Nasional

Gus Nadir: Pancasila Sejatinya Sudah Ada Sejak Zaman Walisongo

Ahad, 30 Juli 2023 | 06:30 WIB

Gus Nadir: Pancasila Sejatinya Sudah Ada Sejak Zaman Walisongo

Rais Syuriyah PCINU Australia Prof Nadirsyah Hosen saat berbicara pada halaqah internasional bertema Peradaban Walisongo untuk Kemanusiaan yang Adil dan Beradab di Masjid Menara Kudus, Jawa Tengah, Kamis (27/7/2023) malam. (Foto: YouTube Official Menara Kudus)

Jakarta, NU Online
Rais Syuriyah Pengurus Cabang Istimewa Nahdlatul Ulama ((PCINU) Australia dan New Zealand Prof Nadirsyah Hosen mengungkapkan bahwa Pancasila sebenarnya sudah ada sejak zaman Walisongo. Bung Karno tinggal menyistematisasikannya. Ketika Bung Karno menyistematisasikan Pancasila, sejatinya sedang menggali nilai-nilai yang diajarkan Walisongo.


Hal tersebut dikatakan Gus Nadir saat berbicara pada halaqah internasional bertema Peradaban Walisongo untuk Kemanusiaan yang Adil dan Beradab di Masjid Menara Kudus, Jawa Tengah, Kamis (27/7/2023) malam.


“Sehingga ketika sekarang kita berbicara kemanusiaan yang adil dan beradab  maka kita melihat bahwa ternyata simbol sila ke-2 pancasila dalam diri kita adalah menara Kudus. ini yang tidak bisa dilupakan begitu saja karena sila tersebut cocok dengan apa yang diajarkan oleh kiai-kiai yang ada di pondok pesantren,” paparnya dalam YouTube Official Menara Kudus dilihat NU Online, Sabtu (29/7/2023).

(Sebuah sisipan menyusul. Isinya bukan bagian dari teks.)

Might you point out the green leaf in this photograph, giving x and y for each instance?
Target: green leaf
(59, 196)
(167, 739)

Guru Besar Universitas Monash Australia itu menjelaskan bahwa KH Mustofa Bisri (Gus Mus) sering mengatakan dalam berbagai forum bahwa agama itu harus memanusiakan kembali sisi kemanusiaan. Jika agama membuat kita tidak kembali kepada jati diri kemanusiaan, maka ada sesuatu yang salah dalam doktrin dalam tafsir atau dalam pemahaman agama itu.

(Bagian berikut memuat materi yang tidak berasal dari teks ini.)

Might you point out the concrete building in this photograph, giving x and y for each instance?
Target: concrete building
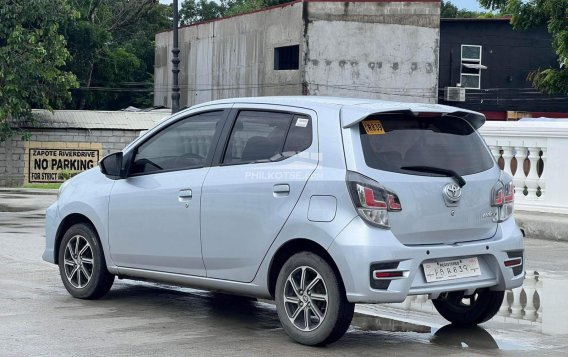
(490, 62)
(66, 142)
(369, 49)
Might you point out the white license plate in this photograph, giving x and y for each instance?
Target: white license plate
(451, 269)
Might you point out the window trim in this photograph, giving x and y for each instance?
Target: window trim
(131, 154)
(464, 60)
(223, 144)
(277, 59)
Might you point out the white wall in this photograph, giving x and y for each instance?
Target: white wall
(373, 50)
(233, 57)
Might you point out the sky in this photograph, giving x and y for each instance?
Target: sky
(461, 4)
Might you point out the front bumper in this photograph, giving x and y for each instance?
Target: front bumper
(359, 246)
(52, 221)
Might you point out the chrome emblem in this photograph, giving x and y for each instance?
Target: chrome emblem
(452, 194)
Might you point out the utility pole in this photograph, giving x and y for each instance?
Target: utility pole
(175, 62)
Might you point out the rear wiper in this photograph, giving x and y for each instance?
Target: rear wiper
(437, 170)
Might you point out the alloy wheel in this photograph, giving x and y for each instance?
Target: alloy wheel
(305, 298)
(78, 261)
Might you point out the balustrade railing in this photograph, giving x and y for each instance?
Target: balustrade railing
(535, 154)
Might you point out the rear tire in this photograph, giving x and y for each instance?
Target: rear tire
(311, 301)
(82, 264)
(482, 306)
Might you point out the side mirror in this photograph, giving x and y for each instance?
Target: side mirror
(111, 166)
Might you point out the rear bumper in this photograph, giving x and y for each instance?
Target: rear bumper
(359, 246)
(52, 221)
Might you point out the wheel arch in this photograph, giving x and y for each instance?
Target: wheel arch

Menurutnya, ketika Ketuhanan Yang Maha Esa dilanjutkan dengan Kemanusiaan yang adil dan beradab, maka semua pelaksanaan ajaran agama tidak boleh membuat seseorang menjadi manusia yang penuh ketidakadilan dan kebiadaban. Karena lawan dari adil adalah zalim maka sebagai manusia tidak boleh berlaku zalim.


“Kita boleh membenci perilaku orang lain, sikap orang lain, tidak tanduk orang lain, tetapi kita tidak boleh membenci diri orang lain. Itu karena kita sesama manusia, dan setiap manusia itu mempunya roh ilahi yang dihembuskan dan membuat kita bernyawa,” kata Gus Nadir.

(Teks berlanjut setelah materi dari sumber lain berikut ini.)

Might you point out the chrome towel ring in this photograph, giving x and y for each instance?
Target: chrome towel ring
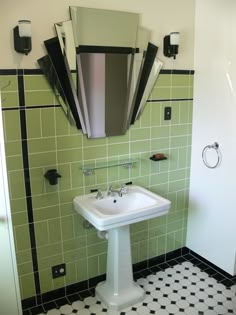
(214, 146)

Dalam salah satu hadits shahih menjelaskan bahwa ketika ada iring-iringan jenazah orang Yahudi lewat, Nabi Muhammad berdiri menghormati. Lalu, para sahabat mengatakan kepada Nabi bahwa yang lewat itu jenazah Yahudi.


“Tapi, bukankah dia manusia. Jadi, yang dilihat pertama bukan Yahudinya, tetapi manusianya. Karena itu, kita memanusiakan kembali kemanusiaan kita dan kita harus beradab,” tuturnya.


“Tidak cukup kita hanya bersikap kemanusiaan kita yang adil tapi juga harus beradab. Yang paling penting lagi adalah bahwa yang dihasilkan oleh Sunan Kudus bentuknya adalah menara merupakan sebuah simbol peradaban manusia yang kemudian harus kita hormati sebagaimana kita menghormati tradisi intelektual di belahan dunia Islam saat itu,” ujarnya.


Ia merasa bahwa benang merah yang menyatukan antara kemanusiaan yang adil dan kemanusiaan yang beradab itu adalah budaya. Tidak mungkin memiliki kemanusiaan yang adil dan tidak mungkin bisa kemanusiaan yang beradab jika menghilangkan tradisi.


“Persoalannya sekarang adalah sejauh mana perhatian pemerintah terhadap hal-hal tersebut. Termasuk menara Kudus yang menjadi simbol dari kemanusiaan yang adil dan beradab,” kata Gus Nadir.


“Mari kita suarakan kepada pihak pemerintah bahwa jika ingin melihat tonggak munculnya Islam Nusantara di Tanah Air, atau jika hendak melihat Indonesia sebagai laboratorium perdamaian dunia, melihat bahwa Indonesia sebagai contoh peradaban dunia yang adil dan beradab, maka pemerintah tidak boleh lepas tanggung jawab terhadap menara Kudus,” pungkasnya.